Working together, Burgess and Fitzpatrick had achieved an imposing record for difficult cases well handled. They had solved several very knotty mysteries and bagged many dangerous criminals. They had sent the vicious “One-Eye” Lynch, otherwise known as “The Eel,” to the electric chair after long and implacable pursuit. They had taken the million-dollar thief of the American Bank Note Company affair. They successfully laid the mysterious crime of the murder of the West Side philanthropist saloonkeeper, “Paddy the Priest” at the door of “Happy Jack” Halloran, and sent him to the chair for it. They had pursued the youthful thug and plunderer known as “The Crusher,” and closed the bars of prison upon him for a long stretch of years. They had landed “Stutters,” a wizard at burglary, notorious “dinner” and “theater” thief, who pillaged the homes of wealthy New Yorkers of more than a quarter of a million dollars before Burgess and Fitzpatrick got a chance at him. They had raided and routed the thieves’ resort of “Scush” Thomas, fence and gunman, who himself was in the end “taken for a ride” in New Jersey by fellow desperadoes. On the tiny clew offered by the scratch on the side of a stolen gem they had stopped an up-State society woman in the beginning of a career as a jewel thief.

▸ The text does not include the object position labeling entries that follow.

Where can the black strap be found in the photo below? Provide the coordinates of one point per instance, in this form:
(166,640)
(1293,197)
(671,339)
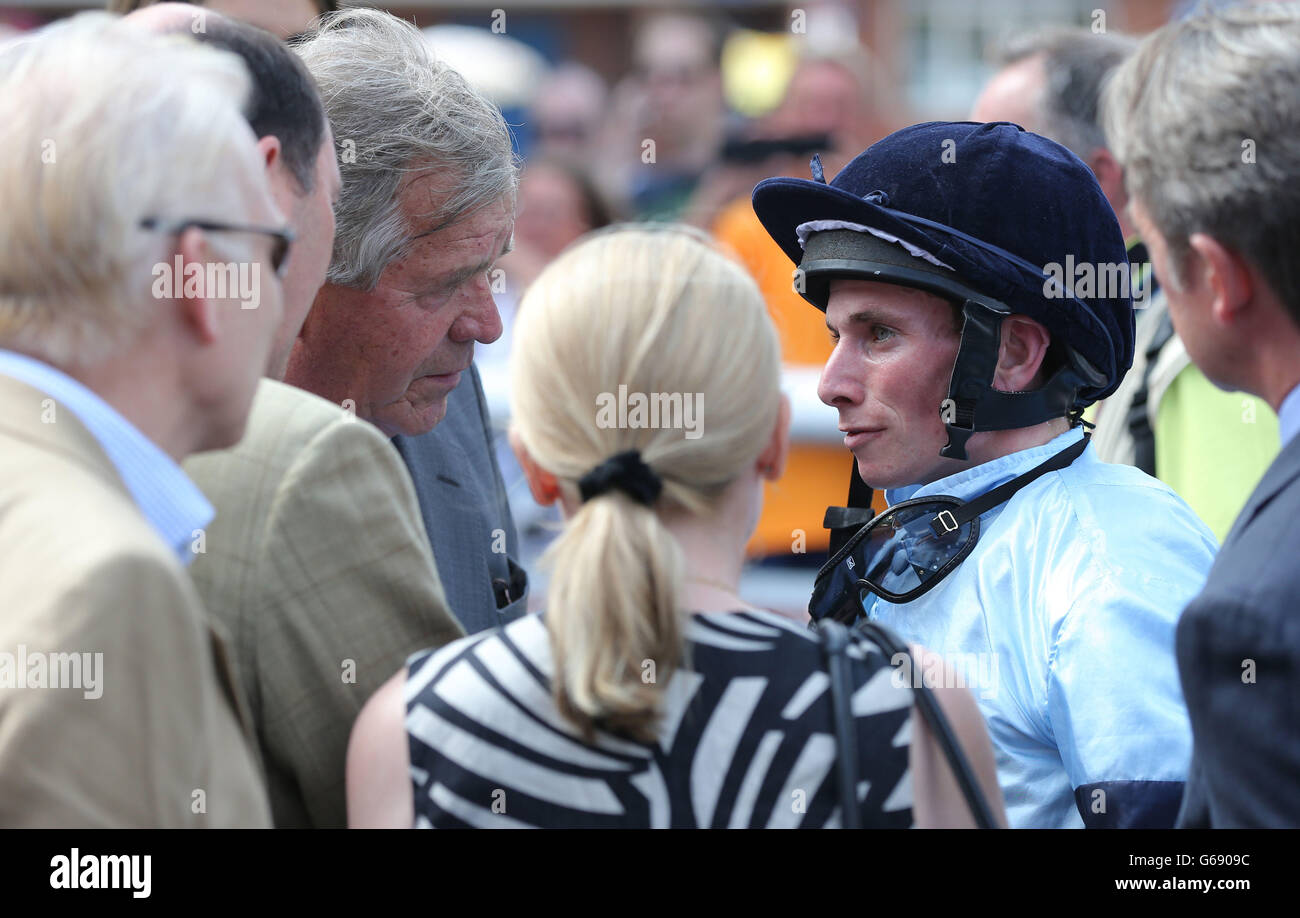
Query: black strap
(939,726)
(835,645)
(844,522)
(958,518)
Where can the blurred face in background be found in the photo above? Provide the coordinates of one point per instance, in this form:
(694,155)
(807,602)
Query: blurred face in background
(675,64)
(553,211)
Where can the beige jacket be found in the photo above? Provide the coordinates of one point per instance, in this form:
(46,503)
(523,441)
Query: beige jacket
(320,567)
(82,572)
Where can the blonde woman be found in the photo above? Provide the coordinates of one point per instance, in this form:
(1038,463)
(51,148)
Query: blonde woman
(648,693)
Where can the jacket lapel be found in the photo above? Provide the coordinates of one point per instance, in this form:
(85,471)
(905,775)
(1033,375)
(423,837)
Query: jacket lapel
(1281,473)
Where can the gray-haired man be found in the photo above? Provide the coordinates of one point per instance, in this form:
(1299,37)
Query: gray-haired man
(1205,122)
(1164,418)
(428,206)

But the Law, in its pursuit of malefactors, frequently gets some hard bumps itself.
Burgess and Fitzpatrick had been long organizing a corps of tipsters, or “stool pigeons,” working underground in the underworld. All detectives must establish such liaisons with the secret lanes, byways and resorts of crime if they are to be successful in their careers. These two detectives had displayed fine tact and ingenuity in playing one crook off on another while maintaining friendly and confidential relations with both. Important as had been many of their captures after the commissions of crimes, even more important had been their ability to nip numerous criminal projects in the bud.